In 2007, a coalition of four music labels sued Joel Tenenbaum, a graduate student at Boston University, for downloading and sharing 30 songs using file-sharing software like Kazaa or Limewire. The case in itself may not seem particularly significant. The music industry, usually through the auspices of the Recording Industry Association of America (RIAA), launched about 18,000 of these cases throughout the previous decade. The vast majority of those cases were settled out of court, for the amount of $4,000 on average.
Only two of those cases went to a full trial, both of which involved much higher sums. The first case, Capitol v. Thomas, involved some weirdly fluctuating and absurdly staggering figures. The original ruling in 2007 ruled that the defendant owed $220,000 in damages (about $9,250 per song). A legal technicality, however, caused a new trial that was settled in 2009. This time, the defendant was penalized $1.92 million until a judge lowered it to $54,000. Of course, the record labels found the 97% reduction a little excessive (unlike their multi-thousand dollar fine) so there was a third trial, which resulted in a penalty of $1.5 million before being reduced, again, to $54,000. The record labels appealed, again, and, as of last September, the original penalty of $220,000 was imposed.
Tenenbaum's case, Sony BMG vs. Tenenbaum, went through a less tumultuous route. In 2009, the Court ruled that Tenenbaum owed $675,000 in damages for downloading and sharing 30 songs. A subsequent attempt by the record companies to prevent Tenenbuam from criticizing the verdict and the record companies failed. He launched an appeal soon after on the grounds of disproportionate damages. At the beginning of 2010, the Obama administration announced that they supported the verdict on the grounds that copyright infringement “creates a public harm that Congress determined must be deterred.” Yesterday, the Federal Appeals Court upheld the verdict and called Tenenbaum’s actions “egregious.”
Why are the penalties in these cases so steep? Tenenbaum argued that he owed around $450 in damages, the equivalent of 30 music albums. Yes, the courts have the precedent of assigning statutory damages. But at a minimum, the smallest penalty was $50,000 more than the average out-of-court counterpart. It appears that these steep penalties come from attempts at deterrence, both by the record industry to prosecute individuals and by Congress in attempting to stop copyright infringement.
Yet, it is also true that file sharing and illegal downloads no longer command the attention of the public that it once did. The RIAA has even abandoned its efforts to prosecute individuals with extreme damages. Legal actions now operate against the owners and operators of file sharing sites, such as the recent conviction of Pirate Bay's founder and the wiping of Megavideo's servers. While torrents remain popular, streaming services like Spotify have basically replaced file-sharing services.

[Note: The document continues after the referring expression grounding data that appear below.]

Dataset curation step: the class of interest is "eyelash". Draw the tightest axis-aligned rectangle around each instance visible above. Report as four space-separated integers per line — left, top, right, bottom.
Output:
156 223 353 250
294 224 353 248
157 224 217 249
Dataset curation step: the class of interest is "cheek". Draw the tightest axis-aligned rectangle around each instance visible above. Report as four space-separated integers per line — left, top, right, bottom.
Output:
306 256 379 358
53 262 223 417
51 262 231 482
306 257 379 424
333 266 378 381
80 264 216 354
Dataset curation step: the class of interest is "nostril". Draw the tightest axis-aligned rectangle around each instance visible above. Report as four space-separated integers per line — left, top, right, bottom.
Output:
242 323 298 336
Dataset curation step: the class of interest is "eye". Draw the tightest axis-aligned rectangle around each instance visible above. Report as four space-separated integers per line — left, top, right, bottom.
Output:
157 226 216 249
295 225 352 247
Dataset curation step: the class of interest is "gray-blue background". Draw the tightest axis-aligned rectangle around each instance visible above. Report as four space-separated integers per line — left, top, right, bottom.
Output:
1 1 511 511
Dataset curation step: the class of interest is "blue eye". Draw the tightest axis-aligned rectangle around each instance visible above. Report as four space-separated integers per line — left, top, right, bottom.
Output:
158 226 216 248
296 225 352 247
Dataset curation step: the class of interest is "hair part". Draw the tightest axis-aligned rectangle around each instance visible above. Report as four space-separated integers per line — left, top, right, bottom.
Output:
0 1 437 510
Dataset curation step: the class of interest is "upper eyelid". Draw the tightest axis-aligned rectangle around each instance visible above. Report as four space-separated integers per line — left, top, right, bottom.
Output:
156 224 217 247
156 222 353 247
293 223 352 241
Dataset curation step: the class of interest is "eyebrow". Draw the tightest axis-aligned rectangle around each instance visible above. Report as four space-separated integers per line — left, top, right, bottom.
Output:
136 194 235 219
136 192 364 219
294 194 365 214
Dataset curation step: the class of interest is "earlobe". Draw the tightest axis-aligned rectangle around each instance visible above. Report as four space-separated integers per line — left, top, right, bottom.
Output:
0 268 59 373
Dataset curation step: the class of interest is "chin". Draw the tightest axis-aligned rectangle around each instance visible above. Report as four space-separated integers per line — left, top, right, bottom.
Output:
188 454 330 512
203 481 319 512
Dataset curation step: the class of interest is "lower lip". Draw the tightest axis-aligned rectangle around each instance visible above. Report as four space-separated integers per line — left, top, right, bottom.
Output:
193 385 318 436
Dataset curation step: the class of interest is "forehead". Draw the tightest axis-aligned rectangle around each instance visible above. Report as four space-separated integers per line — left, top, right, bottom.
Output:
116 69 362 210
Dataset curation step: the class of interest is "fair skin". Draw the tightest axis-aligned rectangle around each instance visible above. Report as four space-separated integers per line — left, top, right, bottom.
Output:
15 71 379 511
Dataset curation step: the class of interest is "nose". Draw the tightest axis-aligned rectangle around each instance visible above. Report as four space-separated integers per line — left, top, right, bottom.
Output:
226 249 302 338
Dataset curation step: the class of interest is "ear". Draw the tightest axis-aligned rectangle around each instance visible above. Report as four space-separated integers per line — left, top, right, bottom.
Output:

So deterrence may not even matter anymore. Indeed, the news around yesterday’s ruling seemed like an afterthought, a forgotten legal case from another digital era. All that is left are the plaintiffs facing hundreds of thousands in damages. To be clear, the defendants are guilty of violating the law. But the Supreme Court once ruled that statutory damages violate due process when they are arbitrary, unreasonable, and disproportional to the actual damages sustained. It is a little surprising to think that these damages do not meet those legal standards.